As always, you need to assign the output of the function to a variable, here glot_status.

.rds files

.rds files are a type of R file which can store any R object and save it on disk.

R objects can be saved to an .rds file with the saveRDS() function and they can be read with the readRDS() function.

View the glot_status tibble now. It is also very easy to save a tibble to an .rds file with the saveRDS() function. For example:

saveRDS(shallow, "./data/song2020/shallow.rds")

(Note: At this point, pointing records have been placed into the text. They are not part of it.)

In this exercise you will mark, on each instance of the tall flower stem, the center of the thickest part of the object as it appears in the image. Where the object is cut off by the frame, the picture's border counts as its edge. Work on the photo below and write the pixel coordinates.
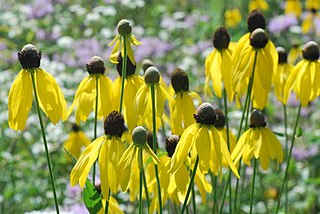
(154, 131)
(288, 160)
(252, 184)
(286, 152)
(140, 178)
(124, 70)
(44, 141)
(246, 111)
(190, 185)
(95, 124)
(228, 142)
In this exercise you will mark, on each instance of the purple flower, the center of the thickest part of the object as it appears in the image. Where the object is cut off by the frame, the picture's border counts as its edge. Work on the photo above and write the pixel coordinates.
(40, 8)
(281, 23)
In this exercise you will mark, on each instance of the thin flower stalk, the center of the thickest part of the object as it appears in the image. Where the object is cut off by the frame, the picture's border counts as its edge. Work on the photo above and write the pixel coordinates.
(45, 142)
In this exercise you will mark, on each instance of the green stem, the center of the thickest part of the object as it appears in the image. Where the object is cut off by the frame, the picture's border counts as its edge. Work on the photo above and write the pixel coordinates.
(154, 131)
(289, 158)
(146, 188)
(252, 184)
(124, 71)
(95, 124)
(44, 141)
(140, 179)
(286, 152)
(228, 141)
(190, 185)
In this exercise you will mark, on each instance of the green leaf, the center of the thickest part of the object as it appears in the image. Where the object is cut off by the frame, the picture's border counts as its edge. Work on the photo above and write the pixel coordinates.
(299, 131)
(92, 198)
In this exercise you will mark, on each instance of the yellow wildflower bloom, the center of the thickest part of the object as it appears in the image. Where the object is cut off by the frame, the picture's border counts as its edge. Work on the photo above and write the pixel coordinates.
(143, 101)
(265, 66)
(107, 150)
(258, 4)
(131, 86)
(281, 75)
(184, 108)
(305, 79)
(218, 65)
(258, 142)
(198, 139)
(124, 30)
(51, 99)
(232, 17)
(76, 141)
(85, 99)
(293, 7)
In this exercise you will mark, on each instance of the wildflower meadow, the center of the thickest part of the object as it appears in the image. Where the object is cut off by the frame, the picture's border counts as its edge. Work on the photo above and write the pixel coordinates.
(117, 106)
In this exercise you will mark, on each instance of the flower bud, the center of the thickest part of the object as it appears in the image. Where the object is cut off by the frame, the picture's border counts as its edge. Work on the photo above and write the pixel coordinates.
(206, 114)
(179, 80)
(152, 75)
(258, 38)
(29, 57)
(95, 65)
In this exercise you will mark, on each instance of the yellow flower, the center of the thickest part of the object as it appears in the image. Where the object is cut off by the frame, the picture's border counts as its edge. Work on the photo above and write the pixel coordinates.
(107, 150)
(281, 75)
(258, 142)
(312, 4)
(124, 31)
(85, 98)
(218, 65)
(294, 54)
(131, 86)
(305, 79)
(232, 17)
(265, 66)
(293, 7)
(50, 96)
(76, 141)
(258, 4)
(184, 108)
(139, 138)
(198, 139)
(143, 101)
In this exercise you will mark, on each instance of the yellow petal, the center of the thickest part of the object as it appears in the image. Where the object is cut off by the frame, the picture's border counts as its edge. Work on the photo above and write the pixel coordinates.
(20, 100)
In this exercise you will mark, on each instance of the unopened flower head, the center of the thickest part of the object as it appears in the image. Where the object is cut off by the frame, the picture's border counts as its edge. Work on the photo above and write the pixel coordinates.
(124, 27)
(29, 57)
(131, 68)
(179, 80)
(139, 135)
(258, 38)
(256, 20)
(257, 119)
(221, 38)
(152, 76)
(221, 119)
(311, 51)
(206, 114)
(146, 63)
(114, 124)
(95, 65)
(282, 54)
(171, 144)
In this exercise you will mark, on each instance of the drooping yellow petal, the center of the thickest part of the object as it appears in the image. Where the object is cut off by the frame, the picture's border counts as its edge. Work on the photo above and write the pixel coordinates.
(51, 98)
(20, 100)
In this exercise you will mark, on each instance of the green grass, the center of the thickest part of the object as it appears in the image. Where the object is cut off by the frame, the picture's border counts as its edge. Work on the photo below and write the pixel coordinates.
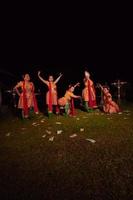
(32, 167)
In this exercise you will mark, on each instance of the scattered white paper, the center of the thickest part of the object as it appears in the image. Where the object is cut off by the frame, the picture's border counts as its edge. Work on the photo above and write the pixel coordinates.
(72, 136)
(125, 118)
(59, 132)
(91, 140)
(8, 134)
(49, 132)
(84, 117)
(119, 113)
(42, 121)
(34, 123)
(44, 136)
(51, 139)
(58, 122)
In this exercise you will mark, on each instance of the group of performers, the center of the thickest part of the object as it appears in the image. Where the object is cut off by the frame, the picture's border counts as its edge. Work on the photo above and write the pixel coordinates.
(27, 98)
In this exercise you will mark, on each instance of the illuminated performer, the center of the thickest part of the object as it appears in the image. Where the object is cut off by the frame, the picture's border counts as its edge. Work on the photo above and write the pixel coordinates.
(51, 95)
(88, 93)
(67, 102)
(27, 99)
(109, 106)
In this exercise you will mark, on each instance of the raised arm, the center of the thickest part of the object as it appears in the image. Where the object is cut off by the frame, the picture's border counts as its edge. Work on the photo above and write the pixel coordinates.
(44, 81)
(56, 81)
(77, 84)
(18, 86)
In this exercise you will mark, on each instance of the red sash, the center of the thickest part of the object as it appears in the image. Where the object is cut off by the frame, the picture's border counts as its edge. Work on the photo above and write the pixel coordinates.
(25, 105)
(34, 100)
(50, 97)
(91, 102)
(72, 107)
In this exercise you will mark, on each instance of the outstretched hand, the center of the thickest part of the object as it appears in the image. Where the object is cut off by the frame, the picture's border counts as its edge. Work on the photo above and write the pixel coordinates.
(60, 74)
(39, 72)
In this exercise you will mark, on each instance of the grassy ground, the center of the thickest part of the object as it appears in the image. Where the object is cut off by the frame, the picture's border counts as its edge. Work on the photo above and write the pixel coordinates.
(52, 158)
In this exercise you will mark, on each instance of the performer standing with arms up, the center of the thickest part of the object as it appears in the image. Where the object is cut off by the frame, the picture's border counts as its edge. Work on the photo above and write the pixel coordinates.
(27, 99)
(88, 93)
(51, 95)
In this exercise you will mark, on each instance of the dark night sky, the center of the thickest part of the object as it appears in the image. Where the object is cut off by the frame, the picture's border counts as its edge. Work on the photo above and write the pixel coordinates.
(102, 42)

The first argument is the name of the tibble object and the second argument is the file path to save the object to.

Exercise 2

Read the following files in R, making sure you use the right read_*() function. You can write your code in the week-02.R script.

  • data/koppensteiner2016/takete_maluma.txt (a tab separated file).

  • data/pankratz2021/si.csv.

  • Go to https://datashare.ed.ac.uk/handle/10283/4006, download the file conflict_data_.xlsx, and save it in data/. Read both sheets (“conflict_data2” and “demographics”). Any issues? (I suggest looking at the spreadsheet in Excel).